Alternatively, the productivity gurus co-opt the story as a mantra of relentless execution. They align it with the phrase "chop wood, carry water," turning the maintenance of life into a macho aesthetic of grinding through the daily tasks. Wash your bowl, clear your inbox, crush your morning routine, dominate your obstacles.
But Zhaozhou was not offering a guided mindfulness exercise, nor was he giving productivity advice. He was not telling the monk *how* to wash the bowl. He was doing something much more profound, and far more threatening to the human ego: he was destroying the monk's phantom destination.

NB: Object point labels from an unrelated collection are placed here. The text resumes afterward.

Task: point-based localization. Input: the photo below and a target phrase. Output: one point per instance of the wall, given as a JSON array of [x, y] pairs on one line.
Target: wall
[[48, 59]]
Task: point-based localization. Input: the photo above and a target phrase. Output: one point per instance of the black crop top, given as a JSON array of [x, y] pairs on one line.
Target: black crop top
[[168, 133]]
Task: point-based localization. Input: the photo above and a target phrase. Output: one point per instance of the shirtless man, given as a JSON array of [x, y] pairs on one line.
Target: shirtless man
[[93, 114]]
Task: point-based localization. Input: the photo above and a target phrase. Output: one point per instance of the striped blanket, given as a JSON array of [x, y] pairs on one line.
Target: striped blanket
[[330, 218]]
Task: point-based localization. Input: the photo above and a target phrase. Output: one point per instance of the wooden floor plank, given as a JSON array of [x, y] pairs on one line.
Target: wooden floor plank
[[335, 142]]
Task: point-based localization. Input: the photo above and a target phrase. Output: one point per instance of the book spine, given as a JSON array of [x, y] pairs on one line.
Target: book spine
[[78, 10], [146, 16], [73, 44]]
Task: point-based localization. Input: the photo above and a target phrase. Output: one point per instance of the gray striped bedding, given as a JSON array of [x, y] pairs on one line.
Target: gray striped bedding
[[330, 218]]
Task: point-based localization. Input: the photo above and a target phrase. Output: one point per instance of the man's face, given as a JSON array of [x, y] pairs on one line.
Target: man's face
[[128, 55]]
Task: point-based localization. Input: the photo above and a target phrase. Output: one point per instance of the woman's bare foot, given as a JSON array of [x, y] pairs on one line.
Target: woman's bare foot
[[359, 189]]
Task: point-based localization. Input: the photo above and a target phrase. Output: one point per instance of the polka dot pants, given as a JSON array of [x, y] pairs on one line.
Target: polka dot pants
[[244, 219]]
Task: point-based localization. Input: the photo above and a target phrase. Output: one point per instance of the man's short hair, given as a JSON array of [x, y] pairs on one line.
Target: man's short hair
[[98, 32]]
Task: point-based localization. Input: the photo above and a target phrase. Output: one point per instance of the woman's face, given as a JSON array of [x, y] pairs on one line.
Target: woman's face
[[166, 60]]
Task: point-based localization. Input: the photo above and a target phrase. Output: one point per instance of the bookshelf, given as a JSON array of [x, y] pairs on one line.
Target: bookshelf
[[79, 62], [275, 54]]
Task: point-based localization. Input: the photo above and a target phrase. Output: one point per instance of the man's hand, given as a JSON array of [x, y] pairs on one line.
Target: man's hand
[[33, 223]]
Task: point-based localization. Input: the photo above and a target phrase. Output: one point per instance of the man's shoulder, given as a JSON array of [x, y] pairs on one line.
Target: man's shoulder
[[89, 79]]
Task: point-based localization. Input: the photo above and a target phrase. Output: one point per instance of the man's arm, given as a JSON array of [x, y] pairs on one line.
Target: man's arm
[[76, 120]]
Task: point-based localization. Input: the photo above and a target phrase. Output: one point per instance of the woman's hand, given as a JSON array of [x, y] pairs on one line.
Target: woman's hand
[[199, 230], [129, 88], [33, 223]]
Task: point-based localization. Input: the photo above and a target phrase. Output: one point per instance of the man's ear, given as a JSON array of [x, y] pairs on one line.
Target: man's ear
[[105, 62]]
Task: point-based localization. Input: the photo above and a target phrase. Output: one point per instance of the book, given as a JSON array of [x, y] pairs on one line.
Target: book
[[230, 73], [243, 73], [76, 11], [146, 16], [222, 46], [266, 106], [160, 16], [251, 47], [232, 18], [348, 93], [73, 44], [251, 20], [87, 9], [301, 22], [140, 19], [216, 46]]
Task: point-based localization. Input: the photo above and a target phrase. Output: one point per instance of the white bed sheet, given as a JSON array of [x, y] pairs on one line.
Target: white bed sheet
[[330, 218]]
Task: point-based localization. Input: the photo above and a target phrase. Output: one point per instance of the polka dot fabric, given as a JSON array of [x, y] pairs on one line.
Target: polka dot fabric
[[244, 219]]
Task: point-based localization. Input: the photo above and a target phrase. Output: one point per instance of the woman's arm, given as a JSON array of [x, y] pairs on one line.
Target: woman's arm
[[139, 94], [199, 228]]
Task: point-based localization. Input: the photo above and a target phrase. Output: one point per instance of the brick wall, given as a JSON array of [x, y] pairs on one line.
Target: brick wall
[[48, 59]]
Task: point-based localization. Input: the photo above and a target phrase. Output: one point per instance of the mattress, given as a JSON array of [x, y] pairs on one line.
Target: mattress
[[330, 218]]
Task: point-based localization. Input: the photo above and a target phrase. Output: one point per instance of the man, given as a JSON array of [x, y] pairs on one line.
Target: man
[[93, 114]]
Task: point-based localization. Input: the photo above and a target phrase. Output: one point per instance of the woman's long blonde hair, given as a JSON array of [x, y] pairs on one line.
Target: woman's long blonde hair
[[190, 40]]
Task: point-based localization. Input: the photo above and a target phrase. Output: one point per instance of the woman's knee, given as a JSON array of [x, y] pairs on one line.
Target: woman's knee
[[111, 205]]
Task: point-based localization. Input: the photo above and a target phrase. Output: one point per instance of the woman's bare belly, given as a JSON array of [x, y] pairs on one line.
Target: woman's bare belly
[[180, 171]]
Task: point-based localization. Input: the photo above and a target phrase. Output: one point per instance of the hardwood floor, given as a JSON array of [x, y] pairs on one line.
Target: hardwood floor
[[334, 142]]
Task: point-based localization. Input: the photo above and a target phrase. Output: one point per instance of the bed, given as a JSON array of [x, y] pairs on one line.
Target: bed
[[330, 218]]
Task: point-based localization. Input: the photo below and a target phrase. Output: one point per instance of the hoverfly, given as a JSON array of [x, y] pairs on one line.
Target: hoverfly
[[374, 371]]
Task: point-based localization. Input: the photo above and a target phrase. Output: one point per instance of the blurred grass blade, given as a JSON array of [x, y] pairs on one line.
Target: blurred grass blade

When the monk approached Zhaozhou, he was operating under the exact same delusion that plagues the modern professional. He believed that his current reality—the breakfast he just ate, the dirty clay bowl resting in his hands, the cold morning air—was merely the preamble. He believed that Zen was a hidden room he would eventually be granted access to, provided he asked the right question or received the proper esoteric transmission. He was standing in the middle of his life, waiting for the curtain to rise.
Zhaozhou’s instruction was a trapdoor. By pointing directly to the dirty dishes, the master collapsed the artificial boundary between the sacred and the mundane, between the preparation for life and life itself. He was telling the young man: There is no secret room. There is no hidden curriculum. The obstacle you are trying to get out of the way *is* the way.
Western philosophy has often wrestled with this same realization, though usually with a much heavier heart. The mid-century existentialists looked at the repetitive, unglamorous nature of daily maintenance and saw absurdity. Albert Camus imagined the mythological figure of Sisyphus pushing his massive rock up the hill for eternity, only to watch it roll back down. Camus concluded that we must imagine Sisyphus happy as an act of tragic, heroic defiance against a cold and meaningless universe.
But Zen has absolutely no interest in tragic heroism. Zhaozhou’s response contains no existential dread, nor does it require a heroic leap of psychological defiance. Pushing a massive boulder up a hill for no reason is an absurd torment. Washing a bowl because it is dirty and you will need it for tomorrow’s porridge is not absurd. It is simply what is happening. The suffering only arises when we are washing the bowl while mentally residing in a projected future where all bowls are permanently clean.
When we finally understand that the inbox will never be permanently empty, that the laundry will never be permanently done, and that the bowl will always need washing, something remarkable happens. The exhaustion lifts. The friction we feel in our daily lives is almost entirely generated by our fierce resistance to the cyclical nature of existence. We are exhausted because we are constantly bracing for an endpoint that does not exist.
Abandoning the finish line is the ultimate act of relief. If there is no pristine, uninterrupted stretch of time waiting for us on the other side of our chores, then we are no longer failing to reach it. We are suddenly freed from the tyranny of the waiting game.
The gateless edge of this practice is not a boundary you cross once and leave behind in a blaze of permanent spiritual glory. It is the threshold you step over every single time you pick up a damp sponge, open a daunting new document, or step onto a crowded evening train. It is the quiet, shocking realization that the life you have been so desperately waiting to begin has been happening all along, patiently unfolding in the exact center of the mess you were trying to clean up.